Offline Engine API#
SGLang provides a direct inference engine without the need for an HTTP server, especially for use cases where additional HTTP server adds unnecessary complexity or overhead. Here are two general use cases:
Offline Batch Inference
Custom Server on Top of the Engine
This document focuses on the offline batch inference, demonstrating four different inference modes:
Non-streaming synchronous generation
Streaming synchronous generation
Non-streaming asynchronous generation
Streaming asynchronous generation
Additionally, you can easily build a custom server on top of the SGLang offline engine.
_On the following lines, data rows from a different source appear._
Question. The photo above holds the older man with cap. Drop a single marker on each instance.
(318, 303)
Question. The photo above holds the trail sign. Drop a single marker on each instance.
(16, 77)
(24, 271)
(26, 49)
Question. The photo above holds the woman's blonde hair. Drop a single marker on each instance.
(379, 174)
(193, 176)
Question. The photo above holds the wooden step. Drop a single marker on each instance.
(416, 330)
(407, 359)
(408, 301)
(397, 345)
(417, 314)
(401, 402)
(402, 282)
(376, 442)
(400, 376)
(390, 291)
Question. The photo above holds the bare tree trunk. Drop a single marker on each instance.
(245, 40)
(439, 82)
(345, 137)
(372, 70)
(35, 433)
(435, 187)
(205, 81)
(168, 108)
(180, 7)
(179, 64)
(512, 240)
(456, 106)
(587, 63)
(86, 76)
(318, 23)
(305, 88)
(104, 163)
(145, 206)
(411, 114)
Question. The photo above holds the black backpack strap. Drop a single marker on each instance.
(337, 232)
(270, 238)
A detailed example working in a python script can be found in custom_server.
Nest Asyncio#
Note that if you want to use Offline Engine in ipython or some other nested loop code, you need to add the following code:
import nest_asyncio
nest_asyncio.apply()
Advanced Usage#
The engine supports vlm inference as well as extracting hidden states.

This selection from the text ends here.